How can you possibly approve of ___________? Your effrontery in caving in to this ignorant nonsense is appalling [ranting, raving, foaming at the mouth . . .].
It’s odd how some people with high standards of correctness seem to have no notion of manners at all. You and I both know that I am not the most conservative of commentators on usage. If you want to make a logical case for a rule I don’t accept, please do so politely.


You should add more information about this word; it has other meanings than the ones you discuss.
My goal is to keep the entries as compact as possible, focusing only on those aspects of the words discussed which lend themselves to error. The sort of detailed discussion an unabridged dictionary provides is inappropriate here.


It would be easier to read through your site if you put navigational links on each page back to where the reader left off in the list of errors.


This site is designed for purposeful searches (use the Google Custom Search engine just above the alphabetical list of errors or just look down the list for the appropriate place in the alphabet) and casual browsing. Few people set out to read their way in order through all the entries. But if you want to do this, there are two methods you can use.


If you want to read the individual entries in order, when you have finished one, instead of clicking the link that says “Return to list of errors” just press alt-left arrow to go back to the spot you left in the list of errors. On a Mac, the equivalent sequence is command [“Apple”]-left arrow. Or click the back button in your browser.


If you would like to read straight through the whole body of the site as text on a single page I have provided a separate version which is much more suitable for this purpose and will keep you from having to click through over 1,400 pages. Click on the link called “Click here for the text-only version of this site.” to go to http://www.wsu.edu/~brians/errors/errors.txt.


Because this page is not written in HTML, it lacks special characters like em-dashes and curled apostrophes, but it contains basically the same information as the formatted site.


Please use a different font on your site.
The code for this site specifies no particular font. What you see is the font your individual Web browser uses as its default. You can go into your browser’s settings menu and change the default text font to anything you like, and—while you’re at it—set the font size to something that pleases you as well.


Your site shows ugly gibberish wherever it should display quotation marks and apostrophes.
This site uses special codes to create properly curled quotation marks and apostrophes, and real dashes. Some browsers ignore the code and render the curled marks as straight ones, but other, older ones display the code itself. There are two solutions: 1) upgrade to a more recent version of your favorite browser, or 2) use the
all-text version of the site which lacks the problem characters.


Note that with thousands of instances to be changed I had to use automatic global search-and-replace routines to curl these marks, and sometimes they misfired. I’ve tried hard to find the errors that resulted (typically a right quotation mark and a space where an apostrophe should be), but whenever I think I’ve found the last one somebody points out another.
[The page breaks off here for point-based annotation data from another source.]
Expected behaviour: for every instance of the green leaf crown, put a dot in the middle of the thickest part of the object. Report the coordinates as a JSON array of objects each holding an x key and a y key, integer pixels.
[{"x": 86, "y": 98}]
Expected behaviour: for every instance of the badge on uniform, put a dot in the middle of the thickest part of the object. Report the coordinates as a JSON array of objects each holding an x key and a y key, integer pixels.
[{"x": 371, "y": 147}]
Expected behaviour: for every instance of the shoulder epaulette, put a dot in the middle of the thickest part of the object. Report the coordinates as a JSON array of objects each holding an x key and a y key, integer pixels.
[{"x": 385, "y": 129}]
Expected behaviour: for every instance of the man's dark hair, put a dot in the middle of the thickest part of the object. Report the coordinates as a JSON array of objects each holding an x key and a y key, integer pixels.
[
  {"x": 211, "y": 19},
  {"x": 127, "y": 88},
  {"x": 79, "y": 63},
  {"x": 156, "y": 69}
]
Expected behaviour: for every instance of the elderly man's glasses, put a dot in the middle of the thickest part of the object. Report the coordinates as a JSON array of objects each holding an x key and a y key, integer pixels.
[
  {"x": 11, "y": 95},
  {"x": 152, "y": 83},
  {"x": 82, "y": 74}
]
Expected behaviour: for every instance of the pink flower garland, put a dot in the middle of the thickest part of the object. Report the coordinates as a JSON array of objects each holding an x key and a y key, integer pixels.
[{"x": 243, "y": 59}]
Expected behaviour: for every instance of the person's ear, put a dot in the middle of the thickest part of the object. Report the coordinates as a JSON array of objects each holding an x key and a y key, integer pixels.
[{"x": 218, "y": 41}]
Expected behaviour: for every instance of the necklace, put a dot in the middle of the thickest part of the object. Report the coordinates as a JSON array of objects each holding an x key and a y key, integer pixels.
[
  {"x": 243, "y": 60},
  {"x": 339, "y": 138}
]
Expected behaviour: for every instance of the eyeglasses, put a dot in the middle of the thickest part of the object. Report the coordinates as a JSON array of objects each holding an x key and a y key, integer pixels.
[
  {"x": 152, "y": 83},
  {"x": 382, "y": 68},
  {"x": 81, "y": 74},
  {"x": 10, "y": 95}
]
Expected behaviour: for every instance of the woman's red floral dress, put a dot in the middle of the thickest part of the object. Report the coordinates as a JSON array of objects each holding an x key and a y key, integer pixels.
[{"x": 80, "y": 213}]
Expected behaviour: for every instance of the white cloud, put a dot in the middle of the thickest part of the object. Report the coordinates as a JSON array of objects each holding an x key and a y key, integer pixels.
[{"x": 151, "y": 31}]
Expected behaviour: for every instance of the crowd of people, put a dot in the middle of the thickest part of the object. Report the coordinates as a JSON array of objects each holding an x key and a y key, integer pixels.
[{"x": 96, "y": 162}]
Keep ’em coming: I do really want to get all of these fixed.


Why don’t you say when you last updated your site?
You’ll find the latest revision date at the bottom of the all-text version of the site.


You should refer your readers to the on-line versions of Strunk and Fowler.
Well, I just did, didn’t I? But not with enthusiasm. Because of copyright restrictions these are both very early editions (1918 and 1908!). If you’re looking for confirmation of your views you may find solace, but the average reader has no way of knowing whether their advice still makes sense today. Would you use a 1908 dictionary to determine the meaning of a word now?


You left out one of my pet peeves!
I may simply not have gotten around to it yet, but remember to try the Search field before writing.